Expert in red ink served in ‘Red Tails’ unit
Tuskegee Airmen needed a financial whiz, not just pilots
Saturday, January 21, 2012
A movie that opened this weekend tells the story of the Tuskegee Airmen, a unit of black aviators who made history during World War II.
But “Red Tails,” a film by George Lucas, doesn’t tell all the stories … certainly not that of Emmett Rice, a Camas resident who died 10 months ago.
“Red Tails” focuses on the pilots who protected U.S. bombers from German fighters in the skies over Europe.
Rice’s assignment didn’t put him in the cockpit of a P-51 Mustang; it put him in Harvard Business School.
After Rice died March 10, 2011, at the age of 91, his obituary noted that he had been an officer of the Tuskegee Airmen. He served primarily in managerial and accounting roles in the United States, it said.
Rice, who moved to Camas in 1998, was not a typical Army draftee. He’d graduated from City College of New York in 1941, and received a master’s degree in business administration a year later.
Rice gave a fuller account of his World War II service for an oral history project at the University of California at Berkeley.
In the interview archived at Cal’s Bancroft Library, Rice told Gabrielle Norris how he was selected for officer training school. It was a two-part course, starting with the basics of military leadership and organizational management.
“Training to be a leader in combat. A good part of that was logistics,” said Rice, whose daughter Susan Rice serves as U.S. ambassador to the United Nations.
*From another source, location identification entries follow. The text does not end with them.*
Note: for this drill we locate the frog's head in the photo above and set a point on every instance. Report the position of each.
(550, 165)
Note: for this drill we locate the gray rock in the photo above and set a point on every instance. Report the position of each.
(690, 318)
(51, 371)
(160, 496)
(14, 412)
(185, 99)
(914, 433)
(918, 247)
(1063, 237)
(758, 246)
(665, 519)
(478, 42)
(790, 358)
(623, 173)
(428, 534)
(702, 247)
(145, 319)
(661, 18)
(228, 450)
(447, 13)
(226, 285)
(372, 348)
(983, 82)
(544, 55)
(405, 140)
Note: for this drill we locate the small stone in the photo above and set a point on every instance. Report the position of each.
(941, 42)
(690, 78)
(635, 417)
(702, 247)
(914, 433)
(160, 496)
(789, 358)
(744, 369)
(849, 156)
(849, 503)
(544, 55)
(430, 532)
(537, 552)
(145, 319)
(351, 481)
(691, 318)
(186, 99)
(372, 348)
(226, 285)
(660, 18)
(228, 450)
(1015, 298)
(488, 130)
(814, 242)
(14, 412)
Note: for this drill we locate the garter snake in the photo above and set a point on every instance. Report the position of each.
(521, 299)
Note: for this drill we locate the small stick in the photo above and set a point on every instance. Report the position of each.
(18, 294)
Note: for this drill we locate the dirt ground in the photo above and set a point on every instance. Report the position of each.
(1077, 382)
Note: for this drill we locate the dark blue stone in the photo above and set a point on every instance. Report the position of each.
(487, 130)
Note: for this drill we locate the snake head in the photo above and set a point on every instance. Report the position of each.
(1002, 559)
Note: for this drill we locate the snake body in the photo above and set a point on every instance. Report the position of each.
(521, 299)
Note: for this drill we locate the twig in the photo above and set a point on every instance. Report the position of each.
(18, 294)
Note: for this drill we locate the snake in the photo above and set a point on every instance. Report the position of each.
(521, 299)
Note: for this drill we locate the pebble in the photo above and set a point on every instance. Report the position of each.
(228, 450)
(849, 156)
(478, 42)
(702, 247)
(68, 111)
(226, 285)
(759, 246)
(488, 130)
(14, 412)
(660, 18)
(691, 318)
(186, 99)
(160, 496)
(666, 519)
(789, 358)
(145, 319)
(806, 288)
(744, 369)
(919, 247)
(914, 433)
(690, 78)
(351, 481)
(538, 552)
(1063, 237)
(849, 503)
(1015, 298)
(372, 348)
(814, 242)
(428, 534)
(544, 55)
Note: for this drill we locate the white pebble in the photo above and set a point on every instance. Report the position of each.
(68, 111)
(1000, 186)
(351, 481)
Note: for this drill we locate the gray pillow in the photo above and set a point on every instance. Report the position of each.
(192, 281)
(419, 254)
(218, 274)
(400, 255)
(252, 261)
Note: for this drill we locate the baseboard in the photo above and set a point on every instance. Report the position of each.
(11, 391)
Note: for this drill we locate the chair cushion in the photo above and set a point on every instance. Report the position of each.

Then he was sent to Harvard for the second phase of his training. Rice said the military “took people like me who had had some business training, and had had some statistics and accounting, and background — business exposure … and
sent them off to the business school.”
After the war, Rice attended graduate school on the Berkeley campus. It all set the stage for his accomplished career as an economist, including posts with the Treasury Department, the World Bank and the Federal Reserve Board of Governors.
The Tuskegee Airman economist actually did get to spread his wings, by the way — even though it wasn’t part of his formal military training.
“I was taught how to fly, but not by requirement. As a matter of fact, it might not have been the right thing to do; I don’t know,” Rice said.
“All I know is that some people insisted on showing me a thing or two when I was riding with them.”